Но потом в мою душу закралось сомнение. Почему я так в этом уверена? Если бы, например, мать Анны стала более черствой, более враждебной, то сказала бы я, что это и есть ее истинная внутренняя сущность?
Может быть, я сказала бы, что изъявления любви были проявлением истинной сущности матери Анны, потому что она отчаянно хотела это услышать, а я отчаянно хотела в это верить.
Я до сих пор в это верю.
Часть I
Память
Детская память подвержена искажениям, автобиографическая – украшательству. Создаются ложные воспоминания, а истинные – стираются из памяти. Припоминания выбирают, фильтруют и делят на категории.
Лица забываются, и теряется воспоминание об отрезках жизни. Забывается готовое сорваться с языка слово, из памяти исчезает имя встреченного на улице человека. Мы теряем ключи от машины и не помним, куда дели мобильный телефон. Кстати, зачем я поднялась на второй этаж?
В воспоминании и забывании мы можем стать самими собой, а можем превратиться в чужих самим себе незнакомцев.

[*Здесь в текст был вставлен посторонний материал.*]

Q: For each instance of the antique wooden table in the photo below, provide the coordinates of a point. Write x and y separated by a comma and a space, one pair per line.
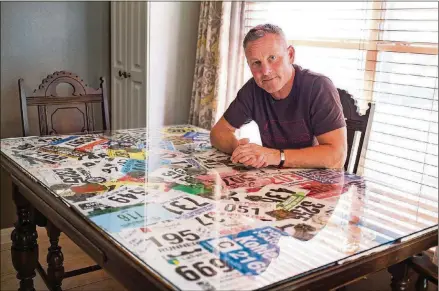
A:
162, 209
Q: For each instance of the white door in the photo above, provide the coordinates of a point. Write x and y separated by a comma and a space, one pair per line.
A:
128, 64
137, 51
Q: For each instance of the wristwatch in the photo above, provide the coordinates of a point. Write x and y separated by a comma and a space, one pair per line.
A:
282, 158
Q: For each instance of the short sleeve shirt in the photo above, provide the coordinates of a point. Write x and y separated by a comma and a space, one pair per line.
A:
311, 109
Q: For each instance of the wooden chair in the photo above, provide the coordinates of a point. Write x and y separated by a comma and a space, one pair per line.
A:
358, 129
70, 115
64, 114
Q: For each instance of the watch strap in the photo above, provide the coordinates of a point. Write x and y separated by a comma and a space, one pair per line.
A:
282, 158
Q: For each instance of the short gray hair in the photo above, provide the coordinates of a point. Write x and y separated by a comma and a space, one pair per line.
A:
260, 31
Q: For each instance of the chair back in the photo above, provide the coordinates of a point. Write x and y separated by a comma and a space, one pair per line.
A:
64, 114
358, 129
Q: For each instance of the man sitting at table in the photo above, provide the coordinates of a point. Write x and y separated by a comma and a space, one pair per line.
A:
298, 112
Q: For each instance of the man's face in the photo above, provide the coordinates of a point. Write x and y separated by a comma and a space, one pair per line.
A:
270, 61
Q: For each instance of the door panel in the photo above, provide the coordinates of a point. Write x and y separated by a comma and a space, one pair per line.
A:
137, 63
119, 60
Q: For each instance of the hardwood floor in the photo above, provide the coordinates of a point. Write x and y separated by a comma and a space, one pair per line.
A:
74, 258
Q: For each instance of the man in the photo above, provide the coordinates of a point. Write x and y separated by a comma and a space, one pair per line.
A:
298, 112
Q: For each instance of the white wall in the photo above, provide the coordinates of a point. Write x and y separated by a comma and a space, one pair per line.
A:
173, 43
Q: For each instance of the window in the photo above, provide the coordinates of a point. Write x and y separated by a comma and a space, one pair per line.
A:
386, 52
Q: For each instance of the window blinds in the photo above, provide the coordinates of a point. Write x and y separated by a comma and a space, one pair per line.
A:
385, 52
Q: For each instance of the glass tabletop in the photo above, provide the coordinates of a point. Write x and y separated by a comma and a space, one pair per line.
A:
186, 212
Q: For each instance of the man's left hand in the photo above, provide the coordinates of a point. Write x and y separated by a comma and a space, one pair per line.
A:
255, 155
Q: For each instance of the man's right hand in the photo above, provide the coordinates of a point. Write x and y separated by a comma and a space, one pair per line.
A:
242, 141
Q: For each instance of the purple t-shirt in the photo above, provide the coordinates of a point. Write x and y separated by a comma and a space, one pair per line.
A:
312, 108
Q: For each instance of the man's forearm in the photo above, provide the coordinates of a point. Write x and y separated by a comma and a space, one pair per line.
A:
321, 156
224, 141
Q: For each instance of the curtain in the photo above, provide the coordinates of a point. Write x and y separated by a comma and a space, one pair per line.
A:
219, 61
379, 51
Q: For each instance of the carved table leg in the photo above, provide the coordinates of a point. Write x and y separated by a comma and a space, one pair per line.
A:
55, 258
24, 250
400, 276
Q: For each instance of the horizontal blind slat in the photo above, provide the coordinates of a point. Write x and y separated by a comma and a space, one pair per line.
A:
388, 54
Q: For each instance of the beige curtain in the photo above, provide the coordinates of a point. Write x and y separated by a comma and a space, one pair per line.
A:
219, 61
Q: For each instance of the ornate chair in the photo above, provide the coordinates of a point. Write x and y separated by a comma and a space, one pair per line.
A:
358, 129
64, 114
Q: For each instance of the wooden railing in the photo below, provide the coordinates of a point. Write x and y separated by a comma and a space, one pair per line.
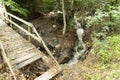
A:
30, 26
6, 60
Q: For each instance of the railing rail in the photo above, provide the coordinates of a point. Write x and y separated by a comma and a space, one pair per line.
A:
30, 25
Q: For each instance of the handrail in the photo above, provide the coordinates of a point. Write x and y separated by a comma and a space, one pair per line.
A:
19, 19
38, 38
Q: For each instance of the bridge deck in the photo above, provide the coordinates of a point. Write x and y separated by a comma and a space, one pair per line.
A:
19, 51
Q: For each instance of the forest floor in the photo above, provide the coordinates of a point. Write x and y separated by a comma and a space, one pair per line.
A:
89, 68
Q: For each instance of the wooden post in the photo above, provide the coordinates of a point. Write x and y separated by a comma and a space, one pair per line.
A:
6, 60
29, 30
10, 23
64, 17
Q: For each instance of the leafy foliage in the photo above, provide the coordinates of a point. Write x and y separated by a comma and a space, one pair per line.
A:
15, 7
108, 49
109, 18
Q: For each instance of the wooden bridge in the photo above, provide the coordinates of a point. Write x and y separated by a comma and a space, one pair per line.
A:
19, 52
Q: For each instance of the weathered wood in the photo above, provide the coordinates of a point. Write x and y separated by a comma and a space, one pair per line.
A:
21, 55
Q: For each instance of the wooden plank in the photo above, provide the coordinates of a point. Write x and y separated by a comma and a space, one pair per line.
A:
34, 58
49, 74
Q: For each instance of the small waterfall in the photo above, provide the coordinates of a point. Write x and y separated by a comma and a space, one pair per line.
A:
80, 34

Здесь вы найдете рассказы о потерявших память бродягах, о сочиняющих небылицы невольных лжецах и патологических лгунах, прекрасно знающих о своем мошенничестве. Я поведаю о журналистах, искажающих истину, о политиках, делающих странные заявления, о свидетелях, вспоминающих то, чего никогда не видели.
Я расскажу о вас и о себе.
На этом пути наши самости будут открываться или разрушаться.

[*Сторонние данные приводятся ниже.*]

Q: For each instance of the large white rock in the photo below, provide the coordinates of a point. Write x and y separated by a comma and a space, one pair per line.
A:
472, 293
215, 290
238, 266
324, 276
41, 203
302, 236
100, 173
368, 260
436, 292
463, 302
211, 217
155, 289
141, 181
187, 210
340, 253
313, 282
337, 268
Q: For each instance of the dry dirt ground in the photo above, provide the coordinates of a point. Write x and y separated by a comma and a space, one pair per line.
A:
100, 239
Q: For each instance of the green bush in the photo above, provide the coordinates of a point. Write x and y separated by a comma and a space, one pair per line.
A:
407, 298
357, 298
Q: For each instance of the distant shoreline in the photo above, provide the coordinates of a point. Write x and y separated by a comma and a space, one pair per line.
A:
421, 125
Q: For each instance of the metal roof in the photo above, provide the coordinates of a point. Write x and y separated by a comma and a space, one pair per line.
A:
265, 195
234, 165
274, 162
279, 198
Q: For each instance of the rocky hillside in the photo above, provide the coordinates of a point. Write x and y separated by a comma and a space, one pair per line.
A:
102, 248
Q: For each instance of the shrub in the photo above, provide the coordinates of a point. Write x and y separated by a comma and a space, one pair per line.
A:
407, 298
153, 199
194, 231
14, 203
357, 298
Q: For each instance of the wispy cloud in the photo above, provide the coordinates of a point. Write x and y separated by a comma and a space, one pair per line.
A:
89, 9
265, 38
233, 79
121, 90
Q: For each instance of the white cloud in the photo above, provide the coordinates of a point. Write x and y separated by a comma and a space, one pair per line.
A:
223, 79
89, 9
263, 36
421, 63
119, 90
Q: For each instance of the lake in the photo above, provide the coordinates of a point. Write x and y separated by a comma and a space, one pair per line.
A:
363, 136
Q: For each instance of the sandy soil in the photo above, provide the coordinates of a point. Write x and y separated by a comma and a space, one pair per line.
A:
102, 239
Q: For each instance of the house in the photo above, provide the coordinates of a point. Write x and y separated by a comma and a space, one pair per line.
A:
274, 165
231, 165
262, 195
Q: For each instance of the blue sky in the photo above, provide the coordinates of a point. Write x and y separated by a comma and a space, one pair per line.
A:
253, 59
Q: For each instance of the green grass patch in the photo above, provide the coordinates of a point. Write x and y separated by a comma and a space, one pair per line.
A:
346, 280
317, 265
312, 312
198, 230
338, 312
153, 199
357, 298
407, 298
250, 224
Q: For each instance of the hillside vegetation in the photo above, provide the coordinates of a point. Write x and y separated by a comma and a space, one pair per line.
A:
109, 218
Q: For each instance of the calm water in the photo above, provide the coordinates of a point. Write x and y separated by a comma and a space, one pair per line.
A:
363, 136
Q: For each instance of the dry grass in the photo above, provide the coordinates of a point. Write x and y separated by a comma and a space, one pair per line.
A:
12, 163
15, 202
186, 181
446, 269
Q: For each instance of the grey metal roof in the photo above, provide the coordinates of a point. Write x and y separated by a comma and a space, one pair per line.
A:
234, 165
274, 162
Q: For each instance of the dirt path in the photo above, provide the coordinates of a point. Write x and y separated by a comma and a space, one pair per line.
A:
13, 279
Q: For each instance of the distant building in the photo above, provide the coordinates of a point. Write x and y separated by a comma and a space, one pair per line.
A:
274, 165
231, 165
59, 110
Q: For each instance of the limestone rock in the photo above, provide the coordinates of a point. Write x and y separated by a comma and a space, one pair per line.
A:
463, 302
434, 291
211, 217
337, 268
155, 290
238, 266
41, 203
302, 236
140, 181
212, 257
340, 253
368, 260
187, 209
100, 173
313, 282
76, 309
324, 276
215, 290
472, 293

Но давайте начнем наше путешествие. В дорогу!
Глава 1
Выпадения
Вы стоите на кухне. Перед вами поваренная книга. На обложке женщина облизывает шоколадную ложку. Это вы оставили здесь книгу? Что происходит, как и зачем вы это сделали? Вот кулинарная игла. Серебряная игла с рукояткой, деревянный четырехугольник. Что это? Ах да, это разделочная доска. Так-так, значит, это – не игла, а нож. А это что – всякие часы на духовке, с цифрами и значками? Циферблаты, циферблаты. Какое время обозначают эти часы? Они включают холодильник. Внутри спрятан телефон. Это вы включили газ? Или это сделал кто-то еще? Кто-то проник на кухню и включил газ, когда вы рылись в холодильнике, и хотел вас убить, но вы вовремя обернулись.
По телевизору показывают Дэвида Аттенбро. Он несколько постарел, думаете вы. Вот еще какие-то животные. Это свиньи? Да, может быть. Нет, голос из телевизора говорит, что это носороги. Как они похожи на свиней, один в один. Такая же форма, такие же тени. Свет мигает.
Вы погружаетесь в воспоминания и застреваете в прошлом. Воспоминания захватывают, окутывают вас. Мятное мороженое с шоколадными шариками. День жаркий, мороженое тает, конус над стаканчиком оплывает, и вы то и дело облизываете пальцы. Вы с такой силой прижимаетесь лицом к забору, что нос проваливается в щель между досками. В небе видны жирафы с длинными шеями. Некому сказать: «Я тебе уже об этом говорил». Их не было, это все сказки и придуманные истории. Это ваши истории, и вы можете, по своему желанию, помнить их или забыть.
Имена. Сначала это соседка, живущая за углом. Вы видите ее каждую среду, когда она катит свою тележку в магазин. У соседки согбенная спина, серая кожа. Она кашляет, отхаркивает мокроту, на ногах у нее ортопедические туфли и эластичные чулки. Она говорит о бессоннице и эмфиземе. Иногда вы вдруг вспоминаете первую букву ее имени. Когда же вы слышите ее имя полностью, в вашей голове звенит звоночек припоминания. Это, безусловно, хороший знак.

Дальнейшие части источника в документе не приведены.